April Smith, “Good Morning, Killer”

April Smith’s Good Morning, Killer has made me think hard about the creepiness factor in crime novels. Actually, it might have been reading Smith back to back with Lee Child — I have just experienced a lot of mayhem at second hand.  But the issue lingers for all of us who turn to mysteries or thrillers for escape reading — bad, violent things happen to characters. And the better the writer, the more convincing the badness is. For instance, Ruth Rendell is fabulous, and at her most sinister, she is really disturbing. Some of her writing on family structures, and especially motherhood, is downright chilling. And, sure, it’s fiction, but while reading you experience it as real — don’t you?

Maybe not. Somewhere in my reading mind, there’s a constant awareness that these books are artificial, and that’s what makes it possible not to grieve or be terrified by the stories they tell. It’s a fine line, the distinction between the artificial and the naturalistic, and where the writer positions that line is going to be different for every book. Of course this theme of artificiality vs. naturalism rewards discussion when applied to all kinds of literature, but I’m sticking to my point here: escape fiction.

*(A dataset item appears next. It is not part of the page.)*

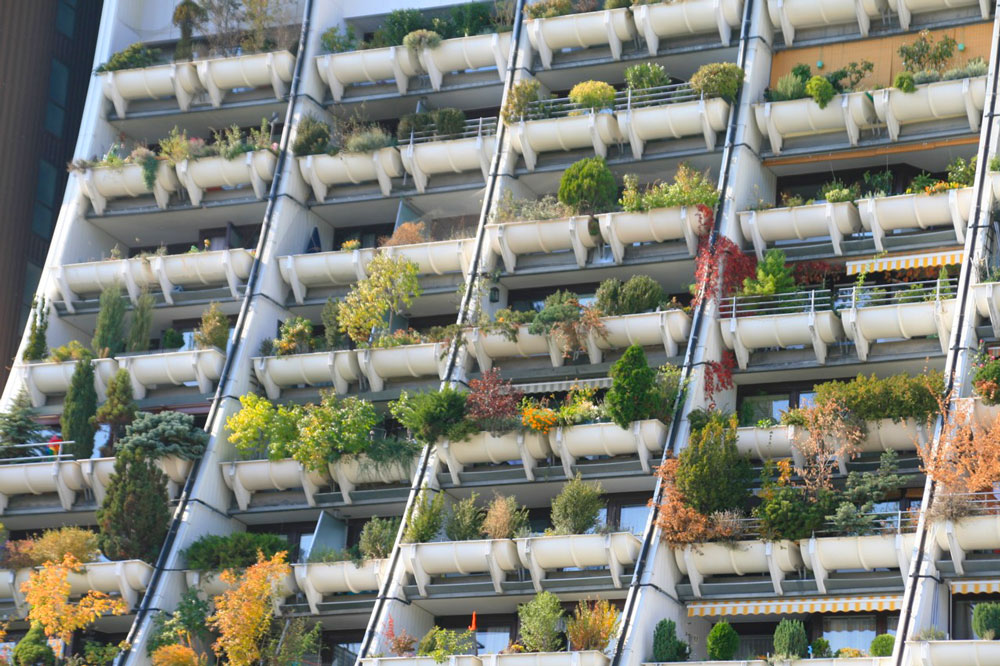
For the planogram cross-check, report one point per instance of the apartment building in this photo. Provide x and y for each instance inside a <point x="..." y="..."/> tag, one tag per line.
<point x="524" y="328"/>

Third Street Promenade in Santa Monica, important setting in "Good Morning, Killer"

Which brings me back to April Smith. She’s a wonderful writer. Elegant, humorous, evocative, clever, vivid. Good Morning, Killer opens with a description of swimming laps in a California rain storm that was, all by itself, worth the price of the book. But Smith’s heroine, FBI Agent Ana Grey — wow. I’m beginning to think Ana is seriously nuts. Good Morning, Killer is full of very poor emotional choices. For instance, imagine you are the lead agent on a case involving a kidnapping. Pretty good odds you should not be taking 3 a.m. phone calls from the kidnap victim when she’s released. Or, let’s say you’re dating your opposite number in the Santa Monica police department. And you’re his boss on this kidnapping case. Think that could get awkward? Then what if you get taken off the same case after a really unfortunate incident involving gunfire; was it really a good idea to keep pursuing leads on your own?

Despite my qualms I kept reading, because Smith is a good story-teller, and maybe I have more tolerance for this stuff — or did yesterday, anyway — than I thought. The thing is, Smith can’t let Ana become so crazy that she’s annoying. Strangely enough, that’s the quality that would be truly off-putting.